Heat-washout and 133-xenon-washout are the two only methods that measure absolute BFR in ml (g·min)¯¹ in quantitative values. It takes from 1½ minute to 10 – 15 minutes to make a washout curve dependent on the flow rate – the fastest washout is from the thumb pulp, the slowest from a an atherosclerotic toe. With the heat-washout method it is possible to measure BFR in all skin areas, and heat-washout partly substitutes the 133-Xenon washout. A small disadvantage by using the heat-washout method is that BFR under the probe is increases slightly with the increasing probe temperature as the arterioles supplying the capillaries are temperature dependent, and consequently BFR is not measured at neutral/undisturbed skin temperature.
Other methods used for measuring skin blood flow such as laser Doppler measure the linear flow rate of red blood cells in an undefined depth in the measuring area, and furthermore the result is dependent on the amount of red blood cells. That is why laser Doppler can only be used at heart level and does not measure an absolute blood flow rate in ml (g·min)¯¹. Ankle- and toe blood pressure measure blood pressure locally and not BFR, and no of these methods are optimal when examining patients with atheromathosis/athesclerosis These vessels are stiff vessels and therefore the measured values are overestimated.
The advantages of using the heat-washout method are that it seems a better diagnostic tool, it has no side effects, causes no pain, no complications, and no risks. The only real alternative is radioactive 133-Xenon that is not available anymore. So far the heat-washout method has among others been used for diagnosing peripheral atherosclerosis, measuring the presence or absence of a veno-arteriolar reflex in patients with diabetes, and at the moment it is being used for measuring BFR in patients with and without diabetes with foot ulcers. The perspectives seem wide and the heat-washout method seems especially useful in diagnosing and controlling patients with peripheral atheromatosis/atherosclerosis with and without diabetes.
Figure 1. A (left): Device for measuring heat-washout. Probe mounted in the 1st toe; C (right): One single measurement of heat-washout.
Figure 2. The relationship between vibration perception threshold (V) and the size of the veno-arteriolar reflex (%) in 9 diabetic patients (•) and 9 healthy control subjects (m).

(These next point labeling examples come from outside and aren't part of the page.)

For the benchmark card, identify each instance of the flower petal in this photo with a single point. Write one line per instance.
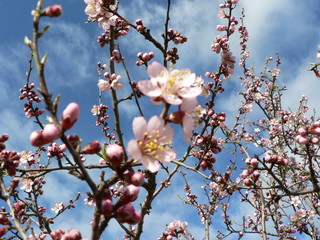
(139, 126)
(172, 99)
(189, 92)
(155, 123)
(155, 69)
(150, 164)
(149, 89)
(188, 127)
(134, 149)
(167, 155)
(188, 104)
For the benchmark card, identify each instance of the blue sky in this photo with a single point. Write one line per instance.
(288, 26)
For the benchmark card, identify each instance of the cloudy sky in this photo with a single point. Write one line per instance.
(290, 27)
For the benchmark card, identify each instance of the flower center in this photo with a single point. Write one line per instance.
(151, 145)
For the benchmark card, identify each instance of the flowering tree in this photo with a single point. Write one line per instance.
(274, 171)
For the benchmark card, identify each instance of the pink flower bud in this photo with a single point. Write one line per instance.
(51, 132)
(303, 140)
(115, 155)
(244, 173)
(247, 182)
(130, 194)
(137, 178)
(136, 218)
(57, 234)
(315, 140)
(256, 174)
(316, 131)
(254, 162)
(70, 115)
(74, 235)
(37, 139)
(107, 207)
(302, 131)
(4, 220)
(53, 11)
(125, 213)
(92, 148)
(3, 231)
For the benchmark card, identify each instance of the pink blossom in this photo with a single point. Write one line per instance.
(37, 139)
(70, 115)
(104, 85)
(92, 148)
(151, 146)
(115, 155)
(51, 132)
(53, 11)
(58, 207)
(173, 86)
(93, 8)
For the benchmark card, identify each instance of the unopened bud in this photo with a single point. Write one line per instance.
(70, 115)
(92, 148)
(51, 132)
(115, 155)
(53, 11)
(130, 194)
(37, 139)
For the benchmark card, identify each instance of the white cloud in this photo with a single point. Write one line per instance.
(71, 52)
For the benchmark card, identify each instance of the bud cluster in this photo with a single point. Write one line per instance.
(100, 111)
(136, 89)
(4, 221)
(116, 56)
(144, 58)
(140, 27)
(251, 175)
(55, 150)
(121, 28)
(51, 131)
(217, 119)
(9, 161)
(59, 234)
(277, 160)
(309, 134)
(176, 37)
(172, 55)
(103, 39)
(32, 96)
(208, 146)
(52, 11)
(3, 138)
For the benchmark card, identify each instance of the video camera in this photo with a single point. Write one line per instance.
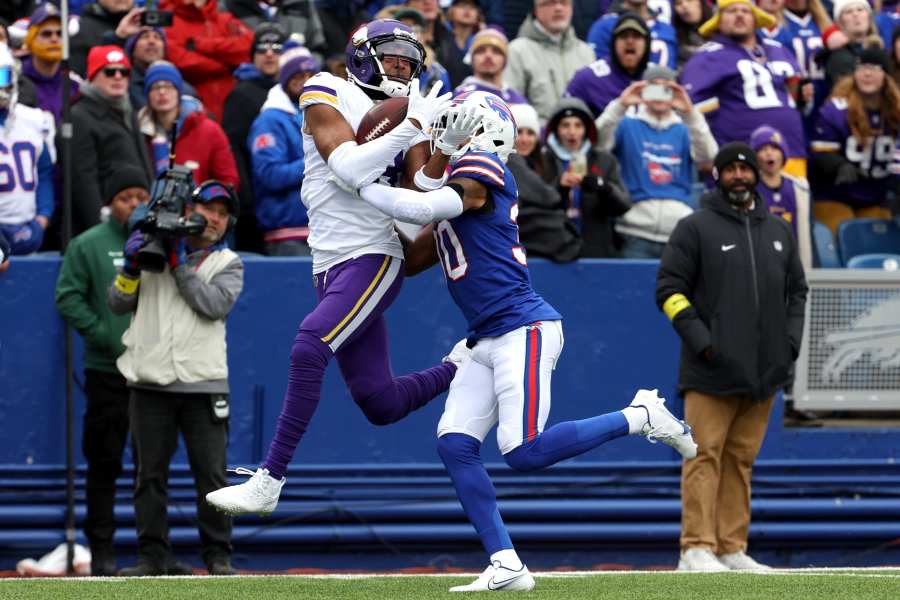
(165, 218)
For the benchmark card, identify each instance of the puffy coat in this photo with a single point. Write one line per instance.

Pearson’s test for linear correlation: r= -0.661, p=0.003 for all subjects and r= -0.492, p=0.178 for diabetic subjects only.
Figure 3. Blood flow rate response in the pulp of the 1st toe to lowering of the foot 50 cm below heart level in 9 type diabetic patients (DM), 7 patients with intermittent claudication (IC) and 7 healthy control subjects (control).
Figure 4. Measuring Blood Flow rate in a diabetic foot with a wound.